I'm on an L-2 Visa (my husband has the L-1 but he's employed by a US company and being paid US wages so his tax is ok!).

National Insurance payments are still coming out of my wages so I presume I'm ok on the SS front but I will check the treaty just in case.

I know I need to pay taxes, it's just understanding which ones and how I do this when I've not got an employer over here which is the tricky bit...


----------



## BBCWatcher (Dec 28, 2012)

You're most probably OK continuing to make U.K. NI contributions up to 5 years. Past 5 years you'll probably need to switch to the U.S. system. You may have the choice of switching to the U.S. system earlier, and you might want to consider that. The U.S. system is very good, and you can qualify for a retirement benefit after as little as 2 partial years of contributions if you've got at least 8 years of NI contributions by the time you retire. (I'm summarizing how the treaty usually gets applied to people in your situation, but do check the U.S. Social Security Web site for their excellent summary of the U.S.-U.K. treaty provisions. The treaty is called a "totalization agreement," by the way, so look for that.)

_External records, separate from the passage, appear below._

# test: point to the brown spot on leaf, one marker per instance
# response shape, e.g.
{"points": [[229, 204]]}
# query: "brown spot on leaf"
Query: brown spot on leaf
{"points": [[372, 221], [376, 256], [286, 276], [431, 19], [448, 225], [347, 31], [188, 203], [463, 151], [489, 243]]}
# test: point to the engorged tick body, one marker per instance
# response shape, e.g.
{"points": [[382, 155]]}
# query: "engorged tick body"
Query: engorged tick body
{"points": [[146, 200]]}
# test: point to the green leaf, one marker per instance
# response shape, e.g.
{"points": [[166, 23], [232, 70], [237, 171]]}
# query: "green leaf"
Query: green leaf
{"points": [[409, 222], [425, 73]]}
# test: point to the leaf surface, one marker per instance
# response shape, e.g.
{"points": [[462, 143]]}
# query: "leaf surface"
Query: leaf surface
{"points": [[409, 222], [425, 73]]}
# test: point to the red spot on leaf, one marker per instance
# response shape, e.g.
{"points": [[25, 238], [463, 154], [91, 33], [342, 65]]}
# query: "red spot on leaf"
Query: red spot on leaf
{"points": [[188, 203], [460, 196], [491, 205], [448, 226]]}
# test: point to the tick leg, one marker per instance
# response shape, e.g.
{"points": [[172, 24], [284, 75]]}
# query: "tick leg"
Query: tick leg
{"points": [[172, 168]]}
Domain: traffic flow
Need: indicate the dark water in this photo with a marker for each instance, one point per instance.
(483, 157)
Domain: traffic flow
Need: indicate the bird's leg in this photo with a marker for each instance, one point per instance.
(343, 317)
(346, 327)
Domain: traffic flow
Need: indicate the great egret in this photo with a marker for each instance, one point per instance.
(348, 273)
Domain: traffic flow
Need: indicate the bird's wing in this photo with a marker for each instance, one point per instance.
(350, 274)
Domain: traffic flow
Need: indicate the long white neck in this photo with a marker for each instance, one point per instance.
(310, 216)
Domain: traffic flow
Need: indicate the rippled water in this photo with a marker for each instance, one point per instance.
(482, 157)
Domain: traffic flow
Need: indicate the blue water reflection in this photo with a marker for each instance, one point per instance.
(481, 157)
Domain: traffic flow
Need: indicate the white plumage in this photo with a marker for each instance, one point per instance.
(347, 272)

Yes, for Philadelphia you have federal, state, and local income taxes. As Bev mentions you're required to make estimated tax payments quarterly -- start now if you haven't done that yet. (The next estimated quarterly tax payment is due January 15, 2015. It's the final estimated tax payment for tax year 2014.) Assuming you arrived in the U.S. in 2014 then 2014 will be your first U.S. tax year, so you'll file your tax returns for 2014 in early 2015 and settle your outstanding tax bill by April 15, 2015. (Your first estimated tax payment for tax year 2015 is also due on that date.)

You can try using the tax preparation Web sites. The free TaxAct.com is a popular one, but there are others.

That said, you most likely will want to file a joint tax return with your husband ("Married Filing Jointly") since that's almost always the most favorable filing status for married couples living in the U.S. Is your husband receiving tax preparation assistance from his employer? That's not uncommon for L-1s. If so, they should be handling a MFJ return that includes you both, so you'd just participate in that effort. But you will want to look into making estimated tax payments if you haven't started so you can minimize the penalties for late payment. (The penalties aren't _too_ bad, but they're enough to worry about.)


----------